The Pair of ACEs Tree demonstrates the interconnectedness of wider social circumstances and adverse experiences within the family environment.  The leaves on the tree represent the ‘symptoms’ that are easily recognized in clinical, educational and social service settings, but the underlying causes are the usual suspects: a lack of affordable and safe housing, community violence, inequality, discrimination, poverty, etc.. 

If generally difficult lives (or ‘adverse socioeconomic circumstances’) are the root cause of ACEs, then I’m not sure we even need distinct ACEs prevention strategies; it’s the same as preventing everything else.  What we need is the funding and freedom to develop broad prevention approaches that focus upstream.  A living wage.  Clean streets.  Good, affordable housing.  Parks.  Stuff for teenagers to do.  Welfare. Jobs.  Childcare.  Good schools.  Of course, we could never prevent everything, so we will always need access to excellent individual support. But that is not going to reduce the incidence of ACEs. Trauma-informed practice and proper help for individuals is absolutely essential, but it’s not really prevention is it?  We need to tackle the roots of the problem too.

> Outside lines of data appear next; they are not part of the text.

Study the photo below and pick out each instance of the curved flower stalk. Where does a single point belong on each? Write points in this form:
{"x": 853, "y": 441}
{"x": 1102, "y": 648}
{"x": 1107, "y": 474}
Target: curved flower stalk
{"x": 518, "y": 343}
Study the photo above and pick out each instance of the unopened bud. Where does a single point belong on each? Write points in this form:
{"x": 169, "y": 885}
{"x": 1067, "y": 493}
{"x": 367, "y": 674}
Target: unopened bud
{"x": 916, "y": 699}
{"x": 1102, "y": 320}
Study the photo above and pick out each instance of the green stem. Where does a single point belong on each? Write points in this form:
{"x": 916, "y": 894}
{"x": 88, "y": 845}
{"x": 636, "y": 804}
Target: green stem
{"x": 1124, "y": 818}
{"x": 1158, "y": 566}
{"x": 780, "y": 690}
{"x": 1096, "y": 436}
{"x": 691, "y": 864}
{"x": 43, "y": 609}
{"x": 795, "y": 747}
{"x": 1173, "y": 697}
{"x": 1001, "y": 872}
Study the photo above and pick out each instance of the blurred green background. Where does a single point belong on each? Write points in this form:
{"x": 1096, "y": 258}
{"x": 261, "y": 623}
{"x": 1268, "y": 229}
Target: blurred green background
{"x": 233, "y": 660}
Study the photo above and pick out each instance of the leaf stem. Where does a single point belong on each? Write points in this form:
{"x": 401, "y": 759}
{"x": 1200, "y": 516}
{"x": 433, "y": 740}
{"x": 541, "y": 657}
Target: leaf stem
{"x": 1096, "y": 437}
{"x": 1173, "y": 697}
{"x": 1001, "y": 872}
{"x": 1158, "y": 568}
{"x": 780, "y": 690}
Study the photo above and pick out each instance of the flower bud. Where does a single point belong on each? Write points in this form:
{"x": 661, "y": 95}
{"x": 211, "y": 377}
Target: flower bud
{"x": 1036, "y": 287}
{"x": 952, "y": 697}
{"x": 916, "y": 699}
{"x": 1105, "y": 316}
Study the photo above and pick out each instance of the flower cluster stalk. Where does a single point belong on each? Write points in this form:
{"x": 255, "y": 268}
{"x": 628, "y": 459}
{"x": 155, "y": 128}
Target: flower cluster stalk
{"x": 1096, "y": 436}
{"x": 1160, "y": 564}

I’ve banged on for ages here, so I want to just reiterate that I know there are many hundreds of people and organisations doing excellent, holistic work on ACEs and adversity in childhood more generally, and that much of what I’ve written will not be new or relevant to them. 

But I have witnessed practices being adopted that aren’t (at least yet) based on evidence, but rather the very human desire to ‘just do something’ to alleviate a perceived injustice. Public health is an evidence-based discipline, but we are all human. We will at times be guilty of picking evidence to suit our own narrative, even unconsciously and with the best intentions. If something seems important, we may choose to do it quickly rather than do it properly.  It’s not just ACEs of course: Making Every Contact Count, social prescribing, apps… all being rolled out without robust evidence, all ignoring the underlying, upstream factors to a greater or lesser extent.  It’s something we need to be a little wary of more generally and be careful not to run before we can walk. ACEs are no doubt an important advocacy tool that reflect deeper, underlying problems; but we must not lose sight of the bigger context and wider determinants of public health issues.